Page:Tolstoï - Ma religion.djvu/28

Cette page a été validée par deux contributeurs.

— Oui, et quoi ?

— As-tu lu l’Évangile ?

— Oui.

— Et te souviens-tu de ces paroles : « Et qui nourrira l’affamé… » Je lui citai le passage. Il s’en souvenait et m’écouta jusqu’au bout. Je voyais qu’il était troublé. Deux passants s’étaient arrêtés, prêtant l’oreille.

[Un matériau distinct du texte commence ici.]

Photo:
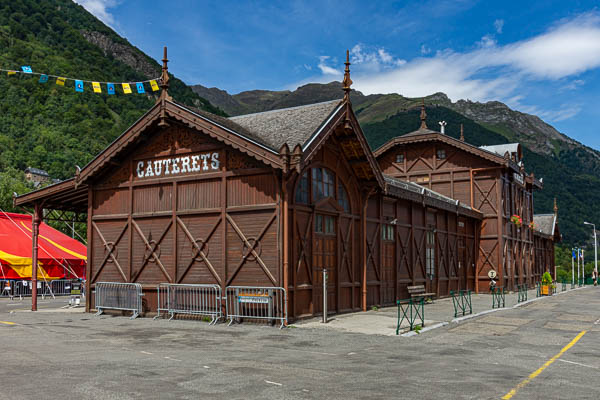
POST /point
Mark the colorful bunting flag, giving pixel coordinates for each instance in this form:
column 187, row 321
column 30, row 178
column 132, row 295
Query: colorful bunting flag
column 140, row 87
column 79, row 86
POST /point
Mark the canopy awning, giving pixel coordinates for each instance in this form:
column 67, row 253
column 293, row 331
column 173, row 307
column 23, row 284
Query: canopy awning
column 59, row 256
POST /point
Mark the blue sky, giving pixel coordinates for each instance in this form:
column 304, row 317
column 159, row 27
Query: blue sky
column 540, row 57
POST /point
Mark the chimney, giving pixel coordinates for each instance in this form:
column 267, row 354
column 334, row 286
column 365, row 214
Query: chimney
column 442, row 127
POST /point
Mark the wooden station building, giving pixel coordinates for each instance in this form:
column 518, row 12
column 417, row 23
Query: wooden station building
column 490, row 179
column 267, row 199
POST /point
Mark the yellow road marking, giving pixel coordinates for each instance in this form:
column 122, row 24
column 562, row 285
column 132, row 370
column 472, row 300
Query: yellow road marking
column 543, row 367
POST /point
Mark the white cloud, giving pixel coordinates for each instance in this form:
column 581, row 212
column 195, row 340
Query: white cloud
column 487, row 41
column 498, row 25
column 573, row 84
column 99, row 8
column 327, row 70
column 487, row 72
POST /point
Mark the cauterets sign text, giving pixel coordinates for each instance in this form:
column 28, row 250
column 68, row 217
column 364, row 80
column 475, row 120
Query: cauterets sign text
column 204, row 162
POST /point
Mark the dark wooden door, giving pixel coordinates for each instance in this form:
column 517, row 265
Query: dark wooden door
column 462, row 267
column 389, row 278
column 324, row 256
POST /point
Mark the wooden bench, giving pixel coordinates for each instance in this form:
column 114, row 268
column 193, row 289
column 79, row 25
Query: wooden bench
column 418, row 292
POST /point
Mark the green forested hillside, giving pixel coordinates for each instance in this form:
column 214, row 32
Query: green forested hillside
column 52, row 127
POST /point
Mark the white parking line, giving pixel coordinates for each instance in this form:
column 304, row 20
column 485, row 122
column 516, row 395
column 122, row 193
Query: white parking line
column 573, row 362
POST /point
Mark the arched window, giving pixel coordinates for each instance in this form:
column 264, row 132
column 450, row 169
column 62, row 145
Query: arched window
column 323, row 183
column 320, row 183
column 302, row 189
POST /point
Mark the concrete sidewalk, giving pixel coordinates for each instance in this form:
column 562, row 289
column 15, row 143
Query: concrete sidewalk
column 439, row 313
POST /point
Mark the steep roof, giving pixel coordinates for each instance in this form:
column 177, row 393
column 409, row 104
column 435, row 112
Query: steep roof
column 502, row 149
column 413, row 191
column 36, row 171
column 291, row 126
column 427, row 135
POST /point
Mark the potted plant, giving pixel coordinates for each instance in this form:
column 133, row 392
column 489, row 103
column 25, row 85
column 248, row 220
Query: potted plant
column 546, row 289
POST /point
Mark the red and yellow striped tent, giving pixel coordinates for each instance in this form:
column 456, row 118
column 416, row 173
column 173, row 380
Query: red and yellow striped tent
column 59, row 256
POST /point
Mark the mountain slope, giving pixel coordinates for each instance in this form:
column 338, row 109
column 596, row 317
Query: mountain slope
column 571, row 171
column 52, row 127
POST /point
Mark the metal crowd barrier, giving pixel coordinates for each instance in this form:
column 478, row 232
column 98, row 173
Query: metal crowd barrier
column 189, row 299
column 498, row 297
column 461, row 301
column 411, row 311
column 119, row 296
column 262, row 303
column 6, row 288
column 22, row 289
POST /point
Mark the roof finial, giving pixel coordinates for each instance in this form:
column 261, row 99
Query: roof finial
column 423, row 115
column 164, row 78
column 347, row 81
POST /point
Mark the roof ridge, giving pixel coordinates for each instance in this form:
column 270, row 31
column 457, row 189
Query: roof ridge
column 285, row 109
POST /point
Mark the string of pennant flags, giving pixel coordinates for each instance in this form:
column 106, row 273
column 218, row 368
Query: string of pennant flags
column 80, row 83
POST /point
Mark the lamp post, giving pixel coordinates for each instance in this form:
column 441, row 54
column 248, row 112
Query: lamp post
column 595, row 252
column 573, row 267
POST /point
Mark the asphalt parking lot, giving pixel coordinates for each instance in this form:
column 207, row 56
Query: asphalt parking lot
column 73, row 355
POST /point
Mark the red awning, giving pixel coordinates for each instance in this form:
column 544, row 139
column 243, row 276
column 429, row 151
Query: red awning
column 59, row 256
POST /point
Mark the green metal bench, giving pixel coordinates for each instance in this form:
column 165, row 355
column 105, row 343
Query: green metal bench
column 498, row 297
column 461, row 301
column 412, row 311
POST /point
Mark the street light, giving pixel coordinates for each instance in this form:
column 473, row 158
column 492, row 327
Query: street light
column 595, row 252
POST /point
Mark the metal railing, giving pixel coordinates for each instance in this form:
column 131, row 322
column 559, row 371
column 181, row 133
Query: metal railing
column 461, row 301
column 190, row 299
column 522, row 293
column 119, row 296
column 498, row 297
column 262, row 303
column 411, row 311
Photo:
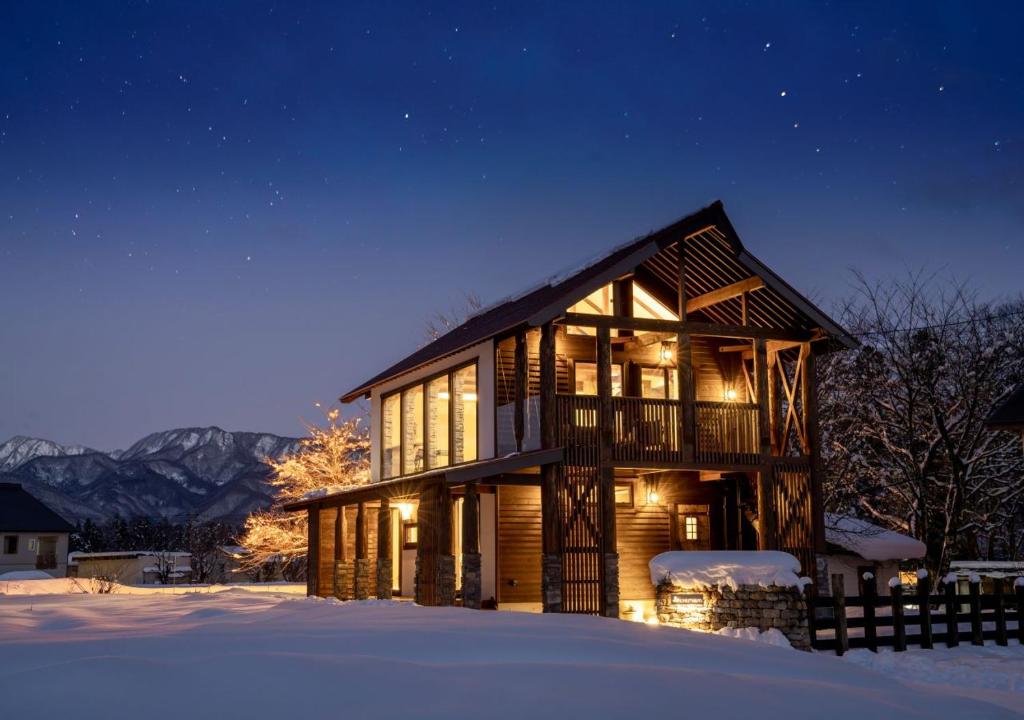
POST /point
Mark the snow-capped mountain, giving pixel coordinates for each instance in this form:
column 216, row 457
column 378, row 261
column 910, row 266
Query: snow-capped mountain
column 207, row 472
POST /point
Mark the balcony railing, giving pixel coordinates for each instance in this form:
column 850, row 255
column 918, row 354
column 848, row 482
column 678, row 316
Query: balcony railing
column 648, row 430
column 727, row 433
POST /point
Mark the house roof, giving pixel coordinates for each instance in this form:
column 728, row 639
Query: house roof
column 720, row 259
column 869, row 541
column 1010, row 414
column 20, row 512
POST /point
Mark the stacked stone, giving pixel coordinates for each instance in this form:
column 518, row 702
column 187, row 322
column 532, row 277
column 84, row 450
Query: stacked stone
column 361, row 579
column 775, row 607
column 471, row 580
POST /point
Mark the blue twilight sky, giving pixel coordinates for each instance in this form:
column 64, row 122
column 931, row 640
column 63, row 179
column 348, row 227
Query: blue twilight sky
column 220, row 213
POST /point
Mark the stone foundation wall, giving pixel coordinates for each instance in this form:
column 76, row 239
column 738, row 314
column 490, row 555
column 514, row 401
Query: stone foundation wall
column 749, row 606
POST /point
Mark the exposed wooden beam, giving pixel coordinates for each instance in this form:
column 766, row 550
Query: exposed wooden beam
column 722, row 294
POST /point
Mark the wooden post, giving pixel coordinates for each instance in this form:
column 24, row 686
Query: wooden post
column 687, row 394
column 899, row 626
column 952, row 609
column 839, row 612
column 471, row 588
column 609, row 594
column 870, row 600
column 385, row 576
column 312, row 551
column 1000, row 612
column 1019, row 592
column 445, row 558
column 977, row 632
column 766, row 479
column 521, row 382
column 925, row 610
column 812, row 432
column 342, row 577
column 360, row 580
column 551, row 519
column 811, row 597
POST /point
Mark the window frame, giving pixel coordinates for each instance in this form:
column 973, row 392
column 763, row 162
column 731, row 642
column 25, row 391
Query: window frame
column 423, row 383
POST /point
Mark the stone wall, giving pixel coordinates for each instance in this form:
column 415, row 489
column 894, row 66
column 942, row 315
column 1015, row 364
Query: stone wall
column 715, row 607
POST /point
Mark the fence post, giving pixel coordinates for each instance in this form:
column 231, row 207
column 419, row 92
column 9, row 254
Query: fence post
column 870, row 599
column 1019, row 591
column 952, row 609
column 1000, row 612
column 899, row 628
column 839, row 612
column 810, row 597
column 977, row 637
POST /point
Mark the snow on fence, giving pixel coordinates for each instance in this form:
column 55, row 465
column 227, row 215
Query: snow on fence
column 918, row 618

Le grenadier paraissait vexé de sentir que, pour avoir fait son devoir, pour avoir chassé les passants d’un endroit où il était interdit de s’arrêter, il se trouvait inopinément en faute. Il était troublé et cherchait une excuse. Tout à coup son regard intelligent s’anima, il me regarda par-dessus l’épaule, comme quand on s’éloigne :

— Et le règlement militaire, le connais-tu ? fit-il.

Je répondis que non.

— Eh bien, alors, tu n’as rien à dire, rétorqua le grenadier avec un mouvement de tête victorieux, et, ramenant sa pelisse de mouton, il se dirigea crânement vers son poste.

C’est le seul homme que j’aie rencontré dans toute ma vie qui ait résolu avec une logique serrée l’éternelle question qui se dressait devant moi au milieu de notre état social et se dresse devant tout homme qui se dit chrétien.